Oltre all’efficiente e sempre più completo sistema bibliotecario esistono una serie di appuntamenti in molti periodi dell’anno.
Duemila libri a Gallarate, Amor di libro a Varese, Il festival del racconto a Luino e in diverse città della provincia, Librando a Samarate, Leggerestate ad Angera, Medialibri a Tradate. E quest’anno Busto Arsizio ha fatto una pausa altrimenti ci sarebbe anche la sua di rassegna.
Occasioni in cui migliaia di persone assistono agli incontri e decine di migliaia entrano a curiosare in mezzo ai libri o ad acquistarne.

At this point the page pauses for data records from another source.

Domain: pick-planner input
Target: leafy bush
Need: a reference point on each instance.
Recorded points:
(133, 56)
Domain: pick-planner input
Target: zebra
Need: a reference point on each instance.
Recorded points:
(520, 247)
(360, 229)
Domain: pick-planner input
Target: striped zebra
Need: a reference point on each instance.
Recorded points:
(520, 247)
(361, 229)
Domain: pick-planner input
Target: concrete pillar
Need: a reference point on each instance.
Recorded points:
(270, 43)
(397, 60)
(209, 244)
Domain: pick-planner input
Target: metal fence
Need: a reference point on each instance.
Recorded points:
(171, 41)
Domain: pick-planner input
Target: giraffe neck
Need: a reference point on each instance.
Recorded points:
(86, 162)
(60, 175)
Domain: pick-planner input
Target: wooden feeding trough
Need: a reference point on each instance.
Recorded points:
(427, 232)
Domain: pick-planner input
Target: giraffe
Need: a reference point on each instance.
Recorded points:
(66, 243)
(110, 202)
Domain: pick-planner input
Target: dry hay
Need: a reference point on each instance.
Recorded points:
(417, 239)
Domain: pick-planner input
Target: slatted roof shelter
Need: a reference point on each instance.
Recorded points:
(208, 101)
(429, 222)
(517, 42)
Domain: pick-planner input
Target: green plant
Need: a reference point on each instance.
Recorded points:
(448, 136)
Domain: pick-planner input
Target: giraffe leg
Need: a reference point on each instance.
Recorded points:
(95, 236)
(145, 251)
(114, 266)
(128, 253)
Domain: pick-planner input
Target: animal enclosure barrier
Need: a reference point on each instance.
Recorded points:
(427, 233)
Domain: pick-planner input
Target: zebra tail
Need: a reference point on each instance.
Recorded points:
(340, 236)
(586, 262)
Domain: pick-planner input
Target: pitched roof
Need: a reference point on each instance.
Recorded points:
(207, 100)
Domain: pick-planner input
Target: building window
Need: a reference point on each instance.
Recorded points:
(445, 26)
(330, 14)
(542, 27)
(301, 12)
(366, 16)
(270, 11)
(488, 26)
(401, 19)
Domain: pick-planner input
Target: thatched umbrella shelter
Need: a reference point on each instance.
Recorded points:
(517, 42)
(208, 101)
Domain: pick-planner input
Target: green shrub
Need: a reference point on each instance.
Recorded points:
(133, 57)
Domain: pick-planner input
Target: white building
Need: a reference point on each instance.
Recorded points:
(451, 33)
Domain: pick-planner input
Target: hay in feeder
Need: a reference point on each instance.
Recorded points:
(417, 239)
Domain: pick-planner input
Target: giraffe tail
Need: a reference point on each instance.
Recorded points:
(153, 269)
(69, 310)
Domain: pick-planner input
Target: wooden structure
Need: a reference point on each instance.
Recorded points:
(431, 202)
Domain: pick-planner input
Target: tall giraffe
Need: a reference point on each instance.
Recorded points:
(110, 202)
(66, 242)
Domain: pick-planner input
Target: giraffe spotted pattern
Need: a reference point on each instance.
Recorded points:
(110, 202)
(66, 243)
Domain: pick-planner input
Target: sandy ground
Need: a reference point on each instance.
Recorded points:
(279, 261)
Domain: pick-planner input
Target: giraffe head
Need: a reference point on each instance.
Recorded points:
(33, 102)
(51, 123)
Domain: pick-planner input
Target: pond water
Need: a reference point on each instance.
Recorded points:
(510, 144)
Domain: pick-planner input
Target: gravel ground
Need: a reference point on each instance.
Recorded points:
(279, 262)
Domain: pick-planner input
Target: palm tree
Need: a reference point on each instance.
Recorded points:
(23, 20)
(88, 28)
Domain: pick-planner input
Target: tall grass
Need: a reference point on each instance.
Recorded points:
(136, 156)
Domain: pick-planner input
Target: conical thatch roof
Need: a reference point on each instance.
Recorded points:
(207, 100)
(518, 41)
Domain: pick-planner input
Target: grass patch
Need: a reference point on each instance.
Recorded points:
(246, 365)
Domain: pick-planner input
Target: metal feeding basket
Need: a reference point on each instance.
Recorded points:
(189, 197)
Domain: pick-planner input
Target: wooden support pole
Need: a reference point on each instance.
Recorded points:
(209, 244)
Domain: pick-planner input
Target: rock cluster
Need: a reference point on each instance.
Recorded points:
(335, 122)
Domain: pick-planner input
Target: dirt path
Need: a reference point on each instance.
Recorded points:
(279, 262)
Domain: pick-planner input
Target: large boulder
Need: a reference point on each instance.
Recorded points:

Non da meno è la qualità dei relatori. In tutte le rassegne arrivano i migliori autori presenti in Italia e non solo. Ricchezza data anche dagli eventi collaterali. A tutto questo si sonmmano poi iniziative importanti quali "I salotti di Mauro della Porta Raffo" e daltre sparse in varie zone del territorio. Eppure c’è qualcosa ancora che non funziona come potrebbe e la rassegnazione dei librai è un campanello d’allarme pericoloso.
Manca un comune sentire generale, una percezione positiva di quanto sta accadendo. È difficile sentire i cittadini orgogliosi del loro territorio. Ed è un peccato perché se si paragona tutto quello che viene fatto a Varese e provincia, alcune realtà come Como con il suo Parolaio scompaiono e addirittura Mantova, con il suo meraviglioso Festival letteratura non è così irragiungibile.
Questa situazione positiva va resa ancora più virtuosa creando un vero circuito che eviti doppioni, ma soprattutto che valorizzi ancora meglio l’esistente. È un interesse di tutti perché dare maggiore impulso a un’attiità già forte e ben strutturata non può che portare beneficio. Occorre evitare quel campanilismo che spesso fa sembrare i singoli eventi come i migliori, ma che non permette di uscire da una sorta di complesso di inferiorità che costantemente ci anima, anche quando, come in questa materia, non avremmo da prendere lezioni da nessuno.